Agencies, of course, build their brands on being ahead of the curve. Others interviewed for this story suggested that third-party providers have been data non grata for some time. MightyHive has advised clients for the past few years to “prepare for a world in which third-party data starts to basically go away entirely,” said Pietz.

State privacy laws in the U.S., particularly in California, have only heightened concerns around using data that is not closely attached to a direct relationship with people it’s gathered from or collected in conjunction with some form of notice or opt-out capability.

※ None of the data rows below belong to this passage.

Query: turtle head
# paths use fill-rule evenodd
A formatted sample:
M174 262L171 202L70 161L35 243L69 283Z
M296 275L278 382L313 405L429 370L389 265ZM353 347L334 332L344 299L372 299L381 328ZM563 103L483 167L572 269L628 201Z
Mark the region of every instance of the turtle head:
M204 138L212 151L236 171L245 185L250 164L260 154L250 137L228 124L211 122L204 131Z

A reckoning for location and credit card data suppliers


That move away from third-party data has put mobile location data providers in the crosshairs, many of which assemble location-data based products from the data they siphon off the bid stream in programmatic ad exchanges. When people give app publishers permission to collect their location information, publishers sometimes include that information when they auction off ad impressions in programmatic ad marketplaces, enabling other firms participating in those marketplaces to collect that location data. “Usually you’re getting a [latitude-longitude] off of the bidstream,” said Pietz. As Apple has limited location permissions by default, he added, “That in general has definitely started to have an impact on the scale or the veracity of the location data,” he added.

That lack of direct consent from people when location data is gathered has led agencies like Rapp to “steer away” from location data providers, said Aldridge. Data products built from credit card data also have a limited shelf life as a result of the California Consumer Privacy Act, said an agency exec who asked not to be named. “We’re seeing those partnerships [with credit card data providers] be fallouts of CCPA,” said the exec.

Now that Apple’s Safari, Mozilla’s Firefox and, by next year, Google’s Chrome browsers have restricted third-party cookies, they are reinforcing what regulators are signaling to advertisers about third-party data, agency execs said. The browser decisions have “pulled sharply into focus the need to speed up the conversations with the data providers about what their solutions are in this space, as well as talking to clients about the need to invest in their first-party data infrastructure and start using it more,” Coulson said.